What should I write for you?

Jumat, 10 Juni 2011

Impian yang Terlalu Tinggi


Katakan bahwa ketika itu aku terlalu muluk - muluk. Berkata kepada diriku sendiri bahwa semuanya itu adalah mungkin. Dan berusaha mewujudkannya dari titik nol. Bahwa kita bisa bertemu lagi, bersama lagi dan menjalin hubungan lagi.

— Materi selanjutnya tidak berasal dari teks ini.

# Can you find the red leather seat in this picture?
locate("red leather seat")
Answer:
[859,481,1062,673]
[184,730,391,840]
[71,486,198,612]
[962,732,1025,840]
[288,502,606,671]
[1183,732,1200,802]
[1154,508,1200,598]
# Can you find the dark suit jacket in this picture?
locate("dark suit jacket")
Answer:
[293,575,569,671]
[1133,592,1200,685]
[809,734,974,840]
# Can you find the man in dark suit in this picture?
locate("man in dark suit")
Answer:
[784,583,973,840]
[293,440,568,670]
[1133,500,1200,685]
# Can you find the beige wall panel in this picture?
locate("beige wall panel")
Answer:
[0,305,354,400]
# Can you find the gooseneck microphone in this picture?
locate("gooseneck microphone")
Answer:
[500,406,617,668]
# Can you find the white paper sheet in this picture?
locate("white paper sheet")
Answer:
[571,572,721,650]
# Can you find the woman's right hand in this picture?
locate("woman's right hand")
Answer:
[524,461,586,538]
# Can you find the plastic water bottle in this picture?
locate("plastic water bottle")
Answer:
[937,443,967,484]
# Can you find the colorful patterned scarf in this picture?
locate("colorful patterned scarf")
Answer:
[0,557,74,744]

Aku sudah menangkap maksudmu ketika itu. Tapi keyakinan dalam hatiku sungguh lebih kuat daripada akal sehatku. Kini aku mulai menyadari bahwa yang kau katakan itu sedikit banyak mengandung kebenaran.
Bahwa niat kuatku untuk sedikit demi sedikit mengumpulkan kekuatan untuk merengkuh kembali apa yang dulu telah aku katakan, sudah mulai memudar. Sedikit demi sedikit memudar.Tapi entah kenapa, semua itu masih meninggalkan setitik noktah yang selalu mengaitkan ingatanku padamu. Walaupun sekarang hidupku, secara teknis, jauh lebih baik daripada dulu ketika masih bersamamu.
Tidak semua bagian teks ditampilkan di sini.